Having not yet read Code Name Verity, The Pearl Thief was going to be, for me, a fun period mystery more than anything else. However, I have to admit that “fun” and “mystery” do not accurately describe the story I found. Though mysterious things are happening around Julie at her grandfather’s estate, her interests include flirting, driving, and wandering–not detecting. She simply stumbles across clues periodically until the mystery is cleared up by accident, with little intent on her part or, really, on anybody’s. In fact, no one even knows that there is a Pearl Thief, so the title is a bit misleading. In short, The Pearl Thief is a coming-of-age story whose primary interest comes from being set in Scotland and including much information on Scottish river pearls. It will appeal to fans of Code Name Verity or readers who like travel stories, but it will likely disappoint those looking for an actual mystery.
I really enjoy mysteries, so I have to admit that I find myself in the camp of those who will be disappointed by this story. From the summary, I got the idea that Julie would want to play detective as soon as she realized that an employee was missing off the estate, along some pearls. However, no one seems too concerned with the man’s disappearance–not his employers, not the police, and certainly not Julia. No one knows that he apparently absconded with some pearls, either. In fact, no one even remembers that the pearls existed! Julia does have vague memories of them, but brushes them aside. Readers will likely realize pretty quickly from all this what is happening (there must be a reason certain people did not see fit to report an employee as missing), but Julia does not–and she does not care, either.
Fifteen-year-old Julie is really just concerned with having a good time–and I don’t blame her. She has fun trying to flirt with an older man, and she spends her days traipsing about the countryside and trying to woo Ellen, a standoffish Traveller. The Travellers are some of the more interesting characters, considered as a group. Elizabeth Wein depicts just some of the suspicion and abuse they face from society because of their iterant lifestyle–even though it is clear that they contribute a lot to the local economy and should be valued members of the community. An author’s note at the end gives more information about and context for the Travellers, including their current situation.

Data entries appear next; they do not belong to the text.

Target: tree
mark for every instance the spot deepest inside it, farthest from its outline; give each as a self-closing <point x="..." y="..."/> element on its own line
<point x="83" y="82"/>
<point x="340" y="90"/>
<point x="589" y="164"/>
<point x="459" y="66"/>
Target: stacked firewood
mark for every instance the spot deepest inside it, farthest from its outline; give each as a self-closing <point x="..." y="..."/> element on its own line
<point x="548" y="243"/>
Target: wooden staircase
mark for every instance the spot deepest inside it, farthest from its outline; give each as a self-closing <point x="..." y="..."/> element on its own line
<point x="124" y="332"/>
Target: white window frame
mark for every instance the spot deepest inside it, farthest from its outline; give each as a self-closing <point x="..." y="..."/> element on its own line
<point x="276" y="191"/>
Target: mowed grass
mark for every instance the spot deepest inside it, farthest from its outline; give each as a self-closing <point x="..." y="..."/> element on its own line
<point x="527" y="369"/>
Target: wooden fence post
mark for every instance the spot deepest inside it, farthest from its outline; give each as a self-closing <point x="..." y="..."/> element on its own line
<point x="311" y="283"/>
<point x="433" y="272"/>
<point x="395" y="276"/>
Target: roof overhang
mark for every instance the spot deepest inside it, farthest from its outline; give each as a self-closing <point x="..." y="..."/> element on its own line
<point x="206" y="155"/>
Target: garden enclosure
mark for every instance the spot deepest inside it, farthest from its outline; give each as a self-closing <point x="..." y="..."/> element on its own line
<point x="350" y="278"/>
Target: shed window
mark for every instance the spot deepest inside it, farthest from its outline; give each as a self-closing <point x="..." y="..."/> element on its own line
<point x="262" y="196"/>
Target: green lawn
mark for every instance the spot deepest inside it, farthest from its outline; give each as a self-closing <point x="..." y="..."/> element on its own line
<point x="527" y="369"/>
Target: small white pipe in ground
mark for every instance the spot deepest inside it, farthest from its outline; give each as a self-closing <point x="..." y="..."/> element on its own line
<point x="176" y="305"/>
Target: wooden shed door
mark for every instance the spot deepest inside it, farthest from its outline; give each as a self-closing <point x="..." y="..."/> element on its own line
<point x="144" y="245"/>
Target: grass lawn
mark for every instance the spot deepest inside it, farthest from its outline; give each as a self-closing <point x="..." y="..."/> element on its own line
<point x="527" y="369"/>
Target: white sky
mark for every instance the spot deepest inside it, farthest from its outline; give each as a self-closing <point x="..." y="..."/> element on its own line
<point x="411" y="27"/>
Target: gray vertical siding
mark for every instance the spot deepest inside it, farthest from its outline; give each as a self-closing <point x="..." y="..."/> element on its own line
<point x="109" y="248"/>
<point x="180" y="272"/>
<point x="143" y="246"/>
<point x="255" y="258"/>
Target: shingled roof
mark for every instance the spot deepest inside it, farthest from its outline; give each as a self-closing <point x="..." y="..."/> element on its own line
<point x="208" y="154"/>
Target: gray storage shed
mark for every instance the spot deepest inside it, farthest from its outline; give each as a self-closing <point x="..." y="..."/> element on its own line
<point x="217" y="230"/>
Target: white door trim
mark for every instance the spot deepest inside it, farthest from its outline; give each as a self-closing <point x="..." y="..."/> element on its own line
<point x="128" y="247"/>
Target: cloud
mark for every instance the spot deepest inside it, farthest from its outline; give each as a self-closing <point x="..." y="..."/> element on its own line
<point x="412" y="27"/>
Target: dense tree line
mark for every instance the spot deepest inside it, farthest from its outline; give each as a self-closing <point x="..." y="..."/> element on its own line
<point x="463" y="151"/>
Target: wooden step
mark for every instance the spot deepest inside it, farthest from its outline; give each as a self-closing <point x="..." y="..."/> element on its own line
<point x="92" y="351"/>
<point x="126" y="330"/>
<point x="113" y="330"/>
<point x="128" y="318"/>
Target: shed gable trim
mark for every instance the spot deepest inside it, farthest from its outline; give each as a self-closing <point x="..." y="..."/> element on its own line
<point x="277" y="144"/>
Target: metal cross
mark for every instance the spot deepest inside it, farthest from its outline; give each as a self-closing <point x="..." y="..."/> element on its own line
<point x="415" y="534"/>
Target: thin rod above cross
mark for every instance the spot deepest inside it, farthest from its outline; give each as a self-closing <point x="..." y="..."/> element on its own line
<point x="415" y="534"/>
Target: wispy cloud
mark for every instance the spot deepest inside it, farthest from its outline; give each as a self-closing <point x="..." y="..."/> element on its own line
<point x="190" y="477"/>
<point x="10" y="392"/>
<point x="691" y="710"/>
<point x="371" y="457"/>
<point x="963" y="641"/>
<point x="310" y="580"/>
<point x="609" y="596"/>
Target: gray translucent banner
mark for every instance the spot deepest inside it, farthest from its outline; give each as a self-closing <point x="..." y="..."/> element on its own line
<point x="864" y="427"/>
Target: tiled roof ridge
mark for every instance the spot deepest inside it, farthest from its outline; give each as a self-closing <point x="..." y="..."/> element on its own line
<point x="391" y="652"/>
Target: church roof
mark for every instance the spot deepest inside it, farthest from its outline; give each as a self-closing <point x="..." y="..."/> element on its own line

Scotland, its culture, and its history end up being the true stars of this book, being drawn more vividly than even the characters. Julia is sort of a standard teen who enjoys having a good time. Ewen McEwen is almost nonexistent, despite his prominence in the official summary. Ellen McEwen is more provocative, but does not end up having enough of a personality to be truly intriguing. But real love for Scotland and its heritage leaps off every page, and readers will enjoy immensely the opportunity to learn about the moors, river pearls, and, yes, the Travellers. Make no mistake; Scotland is the protagonist here, not Julia.
The Pearl Thief taught me a lot about Scotland, and I loved learning more about Scottish river pearls, since I had not known they existed. However, the official summary mislead me into thinking the book would be a mystery, when it is really a coming-of-age story. I still enjoyed the book, but I think I would have enjoyed it more, had I not been expecting something entirely different.